Dr. Chiozza shows that there are unconscious fantasies related to storing fat in the body. He argues that initially the accumulation of fat in the body is an indication of the body’s adaptation. The body is preparing for the fact that hard times may be coming and nutrition may not always be immediately available. We store nutrients in our bodies so that we will have something in stock if a future need arises. For example, migratory birds increase the amount of fat in their bodies before their long and strenuous migratory journeys.
Fat accumulates in people’s bodies as a result of a person preparing their imagination for long-term storage. This fantasy, in turn, is related to the fantasy of “self-sufficiency”. It means that a person does not want to be dependent on others for food. In this way, a person can better guarantee his or her own survival.
A change in body shapes is the equivalent of a person’s third fantasy. It is a fantasy developed by his mind that his body is changing from its former form. In this case, it means detachment from the ideal forms of the body.
Obesity is a defense mechanism
Dr. Chiozza concludes that overweight may be some kind of defense mechanism. It materializes when there is an unconscious conflict associated with a feeling of incapacity.
Fat accumulated in the body is a way to prepare ourselves and our body for possible future activity. It is intended for action that we will not ultimately take, however, because we fear that we will not be able to do it correctly and satisfactorily.
An increase in the number of overweight people could, according to Dr. Chiozza, be a kind of response to a person’s sense of defenselessness. After all, then, the question is that we cannot stand the feeling of invalidity. This internal conflict thus hides under the cloak of obesity.

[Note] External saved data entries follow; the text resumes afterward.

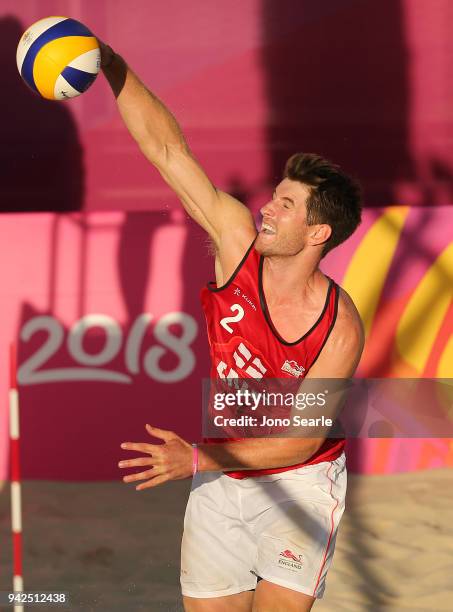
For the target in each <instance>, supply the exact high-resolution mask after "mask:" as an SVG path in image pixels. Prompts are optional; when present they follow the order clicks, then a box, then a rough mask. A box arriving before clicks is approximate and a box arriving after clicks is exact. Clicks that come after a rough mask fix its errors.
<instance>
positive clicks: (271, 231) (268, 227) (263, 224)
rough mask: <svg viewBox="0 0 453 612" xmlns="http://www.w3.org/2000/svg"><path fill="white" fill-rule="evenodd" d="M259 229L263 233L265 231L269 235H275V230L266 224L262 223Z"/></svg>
mask: <svg viewBox="0 0 453 612" xmlns="http://www.w3.org/2000/svg"><path fill="white" fill-rule="evenodd" d="M261 229H262V230H263V231H266V232H268V233H270V234H275V229H274V228H273V227H272V226H271V225H269V224H268V223H263V224H262V225H261Z"/></svg>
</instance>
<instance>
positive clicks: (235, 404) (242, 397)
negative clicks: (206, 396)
mask: <svg viewBox="0 0 453 612" xmlns="http://www.w3.org/2000/svg"><path fill="white" fill-rule="evenodd" d="M328 393H329V390H328V389H326V390H325V391H320V392H318V393H316V394H315V393H294V394H293V393H289V392H287V393H283V392H280V391H266V390H265V389H263V390H262V391H251V390H250V389H248V388H245V389H236V390H235V391H228V392H216V393H214V396H213V401H212V406H213V408H214V410H217V411H224V410H225V408H231V407H233V408H247V409H249V410H250V411H251V414H241V415H238V416H236V417H230V416H225V415H224V414H217V415H214V416H213V422H214V425H215V426H219V427H224V426H233V427H242V426H249V427H262V426H273V427H274V426H278V427H289V425H290V424H291V422H292V424H293V425H296V426H302V427H319V426H328V427H331V426H332V425H333V421H332V419H331V418H329V417H325V415H324V414H320V416H317V417H314V418H306V417H302V416H301V415H300V414H293V415H292V417H278V416H273V415H272V410H271V409H272V408H274V409H275V408H277V409H281V408H282V407H285V408H294V409H295V410H299V411H302V410H305V409H306V408H313V407H317V408H323V407H325V406H326V404H327V399H326V398H327V394H328ZM263 407H264V408H268V409H269V410H267V411H265V412H263V411H262V410H260V409H261V408H263ZM257 411H258V413H259V416H253V414H256V413H257Z"/></svg>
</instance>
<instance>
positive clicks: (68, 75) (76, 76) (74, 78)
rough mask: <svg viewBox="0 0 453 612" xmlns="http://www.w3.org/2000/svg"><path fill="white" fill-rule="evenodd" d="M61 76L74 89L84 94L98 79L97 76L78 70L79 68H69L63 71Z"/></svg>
mask: <svg viewBox="0 0 453 612" xmlns="http://www.w3.org/2000/svg"><path fill="white" fill-rule="evenodd" d="M61 75H62V76H63V77H64V78H65V79H66V80H67V81H68V83H69V84H70V85H72V87H74V89H76V90H77V91H80V93H83V92H84V91H86V90H87V89H88V87H89V86H90V85H91V84H92V83H93V82H94V80H95V79H96V76H97V75H96V74H93V73H91V72H85V71H83V70H78V69H77V68H71V66H68V67H67V68H65V69H64V70H63V72H62V73H61Z"/></svg>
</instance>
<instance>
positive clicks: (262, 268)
mask: <svg viewBox="0 0 453 612" xmlns="http://www.w3.org/2000/svg"><path fill="white" fill-rule="evenodd" d="M263 264H264V256H263V255H261V257H260V263H259V267H258V294H259V296H260V304H261V310H262V311H263V314H264V318H265V319H266V321H267V323H268V325H269V327H270V329H271V331H272V333H273V334H274V336H275V337H276V338H277V340H278V341H279V342H280V343H281V344H284V345H285V346H294V345H295V344H299V342H302V340H304V339H305V338H306V337H307V336H308V335H310V334H311V332H312V331H313V330H314V329H315V327H317V325H318V324H319V323H320V321H321V319H322V318H323V316H324V314H325V312H326V310H327V307H328V306H329V302H330V294H331V292H332V288H333V286H334V284H335V283H334V281H333V280H332V279H331V278H330V277H327V278H328V279H329V287H328V289H327V296H326V301H325V302H324V307H323V309H322V312H321V314H320V315H319V317H318V319H317V320H316V322H315V323H314V324H313V325H312V326H311V327H310V329H309V330H308V331H307V332H305V334H304V335H303V336H301V337H300V338H299V339H298V340H295V341H294V342H287V341H286V340H284V339H283V338H282V337H281V336H280V334H279V333H278V331H277V330H276V328H275V326H274V324H273V323H272V319H271V316H270V314H269V310H268V308H267V303H266V296H265V295H264V289H263ZM337 299H338V295H337ZM335 318H336V311H335V315H334V320H335ZM329 333H330V329H329V331H328V332H327V336H328V335H329ZM323 346H324V344H323ZM318 354H319V353H318ZM317 357H318V355H317V356H316V358H317Z"/></svg>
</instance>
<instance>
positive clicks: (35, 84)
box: [21, 18, 97, 91]
mask: <svg viewBox="0 0 453 612" xmlns="http://www.w3.org/2000/svg"><path fill="white" fill-rule="evenodd" d="M71 37H75V38H78V39H79V40H85V39H87V40H91V41H92V42H91V44H90V45H88V46H86V47H82V48H81V50H80V52H81V53H84V52H85V51H89V50H90V49H93V48H95V46H97V41H96V39H95V38H94V36H93V35H92V33H91V32H90V30H89V29H88V28H87V27H86V26H84V25H83V24H82V23H79V22H78V21H76V20H75V19H69V18H67V19H64V20H63V21H60V22H58V23H56V24H55V25H53V26H51V27H49V28H48V29H47V30H45V32H43V33H42V34H41V35H40V36H38V38H36V39H35V41H34V42H33V43H32V44H31V46H30V48H29V50H28V53H27V54H26V56H25V58H24V61H23V63H22V70H21V75H22V78H23V79H25V81H26V82H27V83H28V84H29V85H30V87H32V88H33V89H35V90H36V91H38V87H37V86H36V83H35V82H34V78H33V64H34V62H35V58H36V56H37V55H38V53H39V52H40V51H41V49H42V48H43V47H44V46H45V45H48V44H49V43H51V42H57V41H59V40H61V38H64V40H67V39H68V38H71ZM93 41H94V43H93ZM60 44H62V43H60ZM63 44H64V43H63ZM80 52H79V53H73V55H72V57H70V58H69V60H68V61H71V60H73V59H74V58H75V57H77V56H78V55H80ZM64 66H66V64H65V65H64ZM64 66H62V68H61V70H63V67H64ZM61 70H60V72H61ZM52 87H53V85H52Z"/></svg>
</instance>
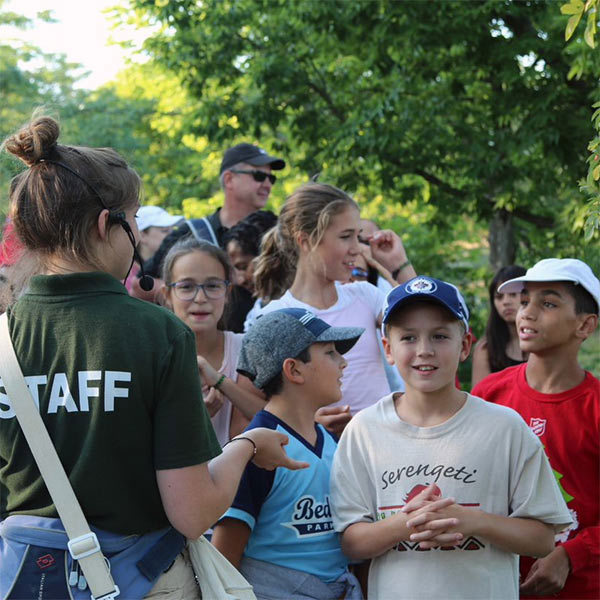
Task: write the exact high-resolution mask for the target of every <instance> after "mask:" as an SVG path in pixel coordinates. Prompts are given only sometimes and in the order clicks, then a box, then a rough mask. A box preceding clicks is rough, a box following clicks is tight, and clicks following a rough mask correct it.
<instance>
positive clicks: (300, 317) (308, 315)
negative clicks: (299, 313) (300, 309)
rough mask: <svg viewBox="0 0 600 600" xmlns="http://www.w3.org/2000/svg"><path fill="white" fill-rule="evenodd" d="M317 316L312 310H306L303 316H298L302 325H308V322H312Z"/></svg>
mask: <svg viewBox="0 0 600 600" xmlns="http://www.w3.org/2000/svg"><path fill="white" fill-rule="evenodd" d="M314 318H315V315H313V314H312V313H311V312H309V311H306V312H305V313H304V314H303V315H302V316H301V317H299V318H298V321H300V323H302V325H307V324H308V323H310V322H311V321H312V320H313V319H314Z"/></svg>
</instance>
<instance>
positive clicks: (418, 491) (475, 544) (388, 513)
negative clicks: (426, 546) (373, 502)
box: [377, 483, 485, 552]
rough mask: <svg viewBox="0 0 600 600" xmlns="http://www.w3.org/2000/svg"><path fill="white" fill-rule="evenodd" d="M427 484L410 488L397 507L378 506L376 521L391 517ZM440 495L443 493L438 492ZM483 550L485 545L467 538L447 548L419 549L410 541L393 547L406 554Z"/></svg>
mask: <svg viewBox="0 0 600 600" xmlns="http://www.w3.org/2000/svg"><path fill="white" fill-rule="evenodd" d="M429 485H430V484H429V483H419V484H417V485H415V486H413V487H412V488H411V490H410V491H409V492H408V493H407V494H406V496H405V498H404V503H403V504H399V505H397V506H379V507H378V508H377V520H378V521H380V520H382V519H385V518H388V517H391V516H392V515H394V514H396V512H398V511H399V510H400V509H401V508H402V507H403V506H404V505H405V504H408V503H409V502H410V501H411V500H412V499H413V498H415V497H416V496H417V495H419V494H420V493H421V492H422V491H423V490H424V489H425V488H427V487H428V486H429ZM440 493H441V494H442V497H443V493H442V492H441V490H440ZM458 504H460V505H461V506H472V507H477V506H480V505H479V503H466V502H458ZM484 548H485V544H484V543H483V542H482V541H481V540H478V539H477V538H476V537H473V536H469V537H468V538H467V539H466V540H463V541H462V542H461V543H460V544H458V545H456V546H448V547H444V548H421V547H420V546H419V542H410V541H401V542H398V545H397V546H395V550H397V551H398V552H406V551H409V550H410V551H414V552H429V551H431V550H433V551H437V552H447V551H449V550H466V551H469V552H470V551H473V550H483V549H484Z"/></svg>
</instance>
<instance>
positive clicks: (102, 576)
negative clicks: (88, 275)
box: [0, 313, 119, 600]
mask: <svg viewBox="0 0 600 600" xmlns="http://www.w3.org/2000/svg"><path fill="white" fill-rule="evenodd" d="M0 376H1V377H2V385H3V386H4V389H5V390H6V393H7V395H8V397H9V398H10V402H11V405H12V408H13V410H14V411H15V414H16V416H17V420H18V421H19V425H20V426H21V429H22V430H23V434H24V435H25V438H26V440H27V443H28V444H29V447H30V448H31V452H32V454H33V457H34V458H35V462H36V463H37V466H38V468H39V470H40V473H41V474H42V478H43V479H44V483H45V484H46V487H47V488H48V491H49V492H50V496H51V498H52V501H53V502H54V505H55V506H56V510H57V511H58V514H59V516H60V518H61V521H62V523H63V525H64V528H65V531H66V532H67V535H68V536H69V552H70V553H71V556H72V557H73V559H74V560H77V561H78V562H79V565H80V566H81V570H82V571H83V574H84V575H85V577H86V579H87V583H88V586H89V588H90V591H91V593H92V599H94V600H113V599H114V598H116V597H117V596H118V594H119V588H118V587H117V586H116V585H115V583H114V581H113V579H112V576H111V574H110V570H109V566H108V563H107V561H106V559H105V558H104V555H103V554H102V550H101V549H100V545H99V544H98V539H97V538H96V534H95V533H93V532H91V531H90V527H89V525H88V523H87V521H86V518H85V516H84V515H83V511H82V510H81V507H80V506H79V502H78V501H77V498H76V496H75V493H74V492H73V488H72V487H71V483H70V482H69V478H68V477H67V474H66V473H65V470H64V468H63V466H62V464H61V462H60V459H59V457H58V454H57V453H56V449H55V448H54V445H53V444H52V440H51V439H50V436H49V435H48V430H47V429H46V426H45V425H44V422H43V421H42V417H41V416H40V412H39V410H38V409H37V407H36V405H35V403H34V401H33V398H32V396H31V393H30V391H29V388H28V387H27V383H26V382H25V378H24V377H23V372H22V371H21V366H20V365H19V361H18V359H17V356H16V354H15V350H14V348H13V345H12V342H11V340H10V334H9V331H8V318H7V316H6V313H4V314H3V315H1V316H0Z"/></svg>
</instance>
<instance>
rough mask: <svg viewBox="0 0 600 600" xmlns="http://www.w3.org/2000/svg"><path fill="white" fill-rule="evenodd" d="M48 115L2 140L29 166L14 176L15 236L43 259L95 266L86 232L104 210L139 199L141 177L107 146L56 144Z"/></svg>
mask: <svg viewBox="0 0 600 600" xmlns="http://www.w3.org/2000/svg"><path fill="white" fill-rule="evenodd" d="M59 134H60V127H59V125H58V123H57V122H56V121H55V120H54V119H53V118H51V117H46V116H41V117H37V118H34V119H33V120H32V121H31V122H30V123H28V124H27V125H25V126H24V127H22V128H21V129H20V130H19V131H18V132H17V133H15V134H13V135H11V136H10V137H8V138H7V139H6V140H5V141H4V144H3V147H4V148H6V150H7V151H8V152H10V153H11V154H14V155H15V156H17V157H18V158H19V159H21V160H22V161H23V162H24V163H25V164H26V165H27V166H28V167H29V168H28V169H27V170H25V171H23V172H22V173H20V174H19V175H17V176H16V177H14V178H13V180H12V182H11V185H10V195H9V196H10V198H9V199H10V207H11V208H10V210H11V217H12V219H13V221H14V224H15V231H16V232H17V235H18V236H19V238H20V239H21V241H22V242H23V244H24V245H25V247H26V248H27V249H28V250H31V251H33V252H35V253H36V254H38V256H39V257H40V259H41V261H42V262H44V261H45V260H46V259H47V258H48V257H50V256H52V255H58V256H61V257H64V258H68V259H72V260H73V259H74V260H77V261H79V262H86V263H89V264H92V265H94V264H95V263H96V257H95V256H94V252H93V247H92V245H91V243H90V241H91V240H90V236H89V233H90V230H91V229H92V227H93V226H94V224H95V223H96V220H97V218H98V215H99V213H100V211H101V210H102V209H103V208H107V209H108V210H110V211H111V212H112V211H114V212H119V211H123V210H125V209H127V208H130V207H131V206H133V205H134V204H135V203H136V202H137V201H138V200H139V195H140V189H141V182H140V178H139V176H138V175H137V173H136V172H135V171H134V170H133V169H131V168H130V167H129V166H128V165H127V163H126V162H125V160H124V159H123V158H122V157H121V156H120V155H119V154H118V153H117V152H115V151H114V150H112V149H111V148H87V147H78V146H64V145H61V144H58V143H57V141H58V137H59Z"/></svg>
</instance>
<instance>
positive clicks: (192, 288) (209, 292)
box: [167, 279, 229, 302]
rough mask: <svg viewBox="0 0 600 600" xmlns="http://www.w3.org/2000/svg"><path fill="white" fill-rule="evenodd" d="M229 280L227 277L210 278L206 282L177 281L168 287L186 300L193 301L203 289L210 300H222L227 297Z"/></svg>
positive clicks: (178, 296)
mask: <svg viewBox="0 0 600 600" xmlns="http://www.w3.org/2000/svg"><path fill="white" fill-rule="evenodd" d="M228 286H229V281H227V280H226V279H209V280H208V281H205V282H204V283H196V282H194V281H176V282H175V283H169V284H168V285H167V287H170V288H172V289H173V290H174V291H175V295H176V296H177V297H178V298H179V299H180V300H183V301H184V302H191V301H192V300H194V299H195V298H196V296H197V295H198V292H199V291H200V290H202V291H203V292H204V295H205V296H206V297H207V298H208V299H209V300H220V299H221V298H224V297H225V294H226V293H227V287H228Z"/></svg>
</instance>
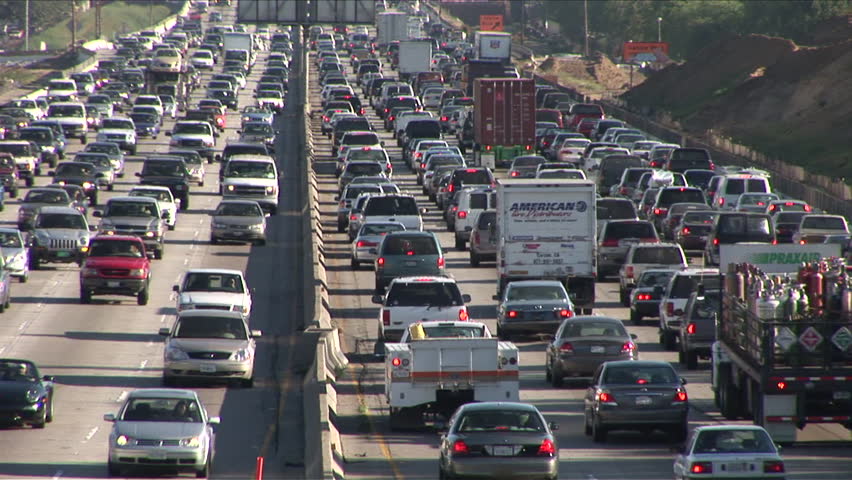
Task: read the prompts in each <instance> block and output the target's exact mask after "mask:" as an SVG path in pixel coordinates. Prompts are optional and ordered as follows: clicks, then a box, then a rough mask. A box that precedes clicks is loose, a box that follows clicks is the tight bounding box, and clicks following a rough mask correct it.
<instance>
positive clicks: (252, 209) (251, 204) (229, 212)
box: [214, 203, 263, 217]
mask: <svg viewBox="0 0 852 480" xmlns="http://www.w3.org/2000/svg"><path fill="white" fill-rule="evenodd" d="M214 215H220V216H231V217H262V216H263V213H262V212H261V210H260V207H259V206H258V205H254V204H251V203H223V204H220V205H219V208H217V209H216V213H215V214H214Z"/></svg>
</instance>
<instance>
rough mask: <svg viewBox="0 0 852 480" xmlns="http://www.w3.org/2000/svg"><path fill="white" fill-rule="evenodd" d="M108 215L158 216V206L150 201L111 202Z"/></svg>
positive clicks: (107, 205)
mask: <svg viewBox="0 0 852 480" xmlns="http://www.w3.org/2000/svg"><path fill="white" fill-rule="evenodd" d="M104 216H106V217H156V216H157V207H156V206H155V204H153V203H148V202H114V201H113V202H109V203H108V204H107V211H106V213H105V214H104Z"/></svg>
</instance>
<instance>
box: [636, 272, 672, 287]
mask: <svg viewBox="0 0 852 480" xmlns="http://www.w3.org/2000/svg"><path fill="white" fill-rule="evenodd" d="M673 276H674V271H665V272H654V271H647V272H644V273H642V276H641V277H640V278H639V282H638V286H640V287H656V286H657V285H660V286H663V287H664V286H666V285H667V284H668V283H669V280H671V278H672V277H673Z"/></svg>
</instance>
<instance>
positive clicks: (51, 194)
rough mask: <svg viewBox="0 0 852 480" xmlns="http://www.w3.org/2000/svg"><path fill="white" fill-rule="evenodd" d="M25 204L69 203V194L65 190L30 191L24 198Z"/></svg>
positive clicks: (44, 190) (51, 203) (58, 203)
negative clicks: (33, 203) (34, 203)
mask: <svg viewBox="0 0 852 480" xmlns="http://www.w3.org/2000/svg"><path fill="white" fill-rule="evenodd" d="M24 203H50V204H63V203H68V194H67V193H65V192H64V191H63V190H30V191H29V193H27V196H26V197H24Z"/></svg>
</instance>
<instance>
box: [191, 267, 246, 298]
mask: <svg viewBox="0 0 852 480" xmlns="http://www.w3.org/2000/svg"><path fill="white" fill-rule="evenodd" d="M183 291H185V292H229V293H243V292H244V290H243V281H242V279H241V278H240V276H239V275H237V274H233V273H207V272H191V273H189V274H188V275H187V276H186V280H185V281H184V285H183Z"/></svg>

According to Dr. Chiozza, two things related to overweight can be distinguished. Some people are at physical risk for being overweight. In addition, there is a psychological risk of not responding to the prevailing perception of beauty in society.
Both of these risks are usually valid at the same time. Therefore, the situation of each person must be assessed separately. The person’s motivation could then be used to his or her advantage by following a particular nutrition and exercise program. These are the main factors regulating human weight in addition to metabolism.